It's been a great few months for Ford (NYSE: F) investors, who witnessed Ford's stock price rise as the market took notice of its value. After its run-up to near $16, things aren't looking to slow down on the sales front, with Ford reporting its company sales for May were up 14% vs. last year -- its best May since 2006.
With two months in the books for the second quarter, numbers are shaping up for a great story. I'll give you the breakdown for May sales regarding the most important models and an outlook for what we can expect going forward. Here's a hint: It's good stuff.
Trucks continue to surge
The best news that any Ford investor can hope for is strong sales from the F-Series, the most profitable model and segment in the U.S. market. Let's take a look at the sales per month, not cumulative, for the F-Series year to date.
That red line represents the 50,000 sales mark, which Ford considers a great month for the F-Series -- making the last few months phenomenal. As you can see, only the first month of the year failed to top that mark. Ford turned in a very solid first quarter and the second quarter sales for the F-Series are even stronger, giving investors reason for optimism. It's possible we could see margins in North America climb slightly higher than the 11% reported last quarter.
Over the last 12 months, the F-Series has averaged just more than an impressive 58,000 units sold per month, yet has only topped 60,000 twice. With a 30.6% sales increase for the F-Series year over year, May numbers blew past 60,000 and topped 70,000 for the first time since March 2007.

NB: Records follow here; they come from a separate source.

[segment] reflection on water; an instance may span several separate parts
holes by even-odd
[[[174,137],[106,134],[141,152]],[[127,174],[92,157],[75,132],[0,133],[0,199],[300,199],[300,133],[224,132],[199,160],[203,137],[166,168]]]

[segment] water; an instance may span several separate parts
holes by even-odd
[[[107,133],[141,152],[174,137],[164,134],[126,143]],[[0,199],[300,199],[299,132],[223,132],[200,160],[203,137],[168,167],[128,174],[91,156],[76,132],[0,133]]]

Selling 71,604 trucks is even more impressive when you consider that General Motors (NYSE:GM) is about to release its highly anticipated 2014 redesigned Chevy Silverado. If you look at year-to-date numbers vs. last year, the F-Series is up a staggering 21.7%.
Ford expects strong demand to continue because of increased construction, a continuing energy boom, and aging trucks. With Ford's most important model locking in a fantastic month, here are some other important notables.

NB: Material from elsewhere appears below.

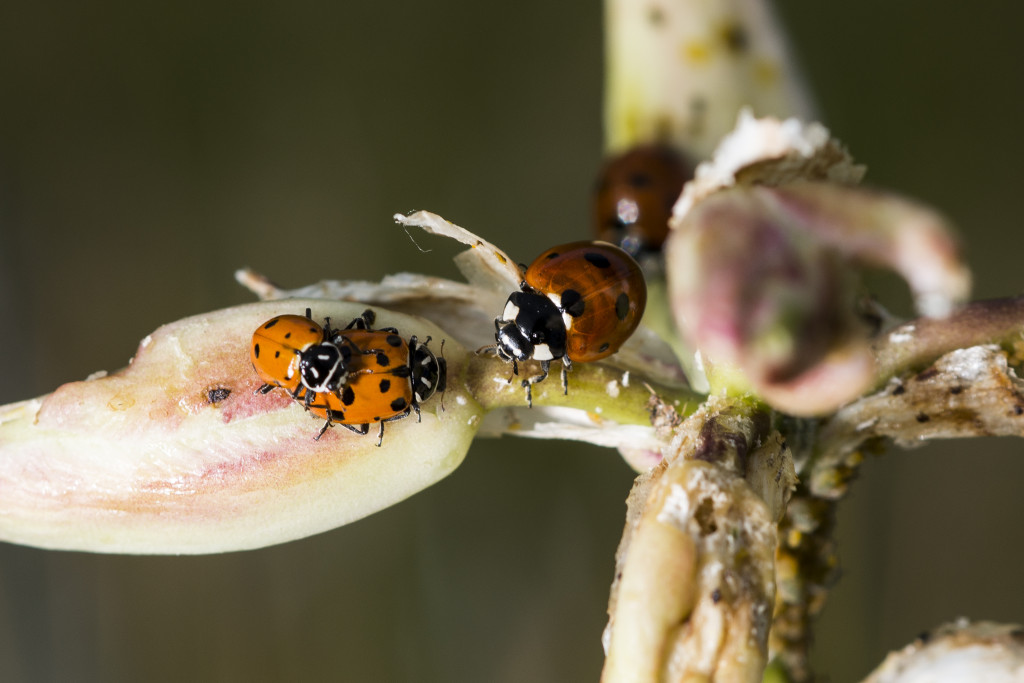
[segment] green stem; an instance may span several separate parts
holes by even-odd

A handful of Ford's newest models are aimed at the surging "super segment," and those include the Fiesta, Focus, Fusion, and Escape.
Ford's Fiesta is up 10.1% vs. last May, and its year-to-date sales are up 7.7% compared to last year. While the overall volume in the U.S. for May was only 6,693 vehicles, it has sold very well overseas and will be a large reason Ford succeeds in China and Europe.

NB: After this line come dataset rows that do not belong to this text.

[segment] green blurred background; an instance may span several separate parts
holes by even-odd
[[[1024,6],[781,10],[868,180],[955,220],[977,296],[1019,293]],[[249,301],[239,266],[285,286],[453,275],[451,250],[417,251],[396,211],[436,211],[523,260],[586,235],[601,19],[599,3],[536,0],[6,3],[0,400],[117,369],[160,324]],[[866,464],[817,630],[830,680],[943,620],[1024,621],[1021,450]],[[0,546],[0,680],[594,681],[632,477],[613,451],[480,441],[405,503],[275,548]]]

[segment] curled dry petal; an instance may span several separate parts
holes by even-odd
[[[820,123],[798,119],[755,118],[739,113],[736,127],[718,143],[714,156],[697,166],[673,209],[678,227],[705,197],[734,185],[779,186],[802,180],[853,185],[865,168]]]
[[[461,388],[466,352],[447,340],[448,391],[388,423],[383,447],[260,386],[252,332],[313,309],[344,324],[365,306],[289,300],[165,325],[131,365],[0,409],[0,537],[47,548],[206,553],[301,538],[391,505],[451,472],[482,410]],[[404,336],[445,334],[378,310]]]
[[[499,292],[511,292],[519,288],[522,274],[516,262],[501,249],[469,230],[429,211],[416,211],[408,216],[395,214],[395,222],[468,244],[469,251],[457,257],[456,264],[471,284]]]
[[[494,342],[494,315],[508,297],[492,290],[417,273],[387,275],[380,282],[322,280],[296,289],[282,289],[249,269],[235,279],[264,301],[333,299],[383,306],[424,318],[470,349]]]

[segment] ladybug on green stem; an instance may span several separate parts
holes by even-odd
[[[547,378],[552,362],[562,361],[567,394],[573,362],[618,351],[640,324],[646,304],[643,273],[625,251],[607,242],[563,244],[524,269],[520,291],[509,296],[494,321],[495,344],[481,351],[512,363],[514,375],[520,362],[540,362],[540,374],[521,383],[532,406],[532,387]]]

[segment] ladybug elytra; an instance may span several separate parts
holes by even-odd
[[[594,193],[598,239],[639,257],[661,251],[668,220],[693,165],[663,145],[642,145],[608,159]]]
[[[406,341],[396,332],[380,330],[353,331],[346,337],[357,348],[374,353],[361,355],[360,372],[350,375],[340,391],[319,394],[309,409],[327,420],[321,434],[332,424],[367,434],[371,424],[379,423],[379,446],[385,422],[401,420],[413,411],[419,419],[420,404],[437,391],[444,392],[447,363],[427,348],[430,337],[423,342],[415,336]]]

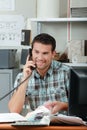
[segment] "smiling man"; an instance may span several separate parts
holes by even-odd
[[[53,60],[56,40],[49,34],[42,33],[32,41],[32,59],[26,59],[23,72],[17,75],[14,87],[24,81],[14,92],[9,101],[10,112],[21,113],[25,95],[32,110],[44,105],[52,113],[67,111],[69,68]],[[31,69],[31,66],[35,69]]]

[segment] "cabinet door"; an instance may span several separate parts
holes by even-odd
[[[0,97],[4,96],[11,90],[11,74],[0,73]],[[0,101],[0,112],[8,112],[8,101],[10,96],[8,95]]]

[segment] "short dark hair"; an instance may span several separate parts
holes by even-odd
[[[41,44],[45,44],[45,45],[52,45],[52,51],[54,51],[56,48],[55,38],[47,33],[41,33],[34,37],[31,43],[32,49],[35,42],[40,42]]]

The Focus sells well globally, and trailed only the Fusion in Ford's U.S. car sales. It posted a 9.8% increase vs. last year, coming in with 27,186 units sold for May. Its year-to-date sales remain fairly flat with just more than a 1% gain over last year. The Focus is still competing globally to be the No. 1 selling nameplate, and will continue to be an important vehicle for Ford's market share and sales volume.
The Fusion continues to sell well and the flashy ride only stays on dealer lots for 28 days -- a quick turnaround. What's even better is that its highest trim version, the Titanium, is only on lots for 19 days. Sales this May were up 10% compared to last year, and its year-to-date numbers were up 21.7%. Ford is bringing extra production online for the Fusion this fall, and expects that higher production will bring in higher sales results.
The Escape posted May sales at 29,123 units, which was a juicy 26.2% gain over last year and 29.7% increase in year-to-date comparisons. Both the Escape and Fusion have posted four straight months of record-breaking sales -- a trend that looks to continue.
Ford also announced that its third-quarter production in North America would be up 10% from last year, hinting that the company believes strong demand is here to stay this year. Ultimately, looking at these sales increases, we can expect a very strong second quarter when all is said and done. Ford is a valuable investment now and if it can minimize losses in Europe for the second quarter, it could blow analyst estimates away -- much to the delight of Ford's loyal investors.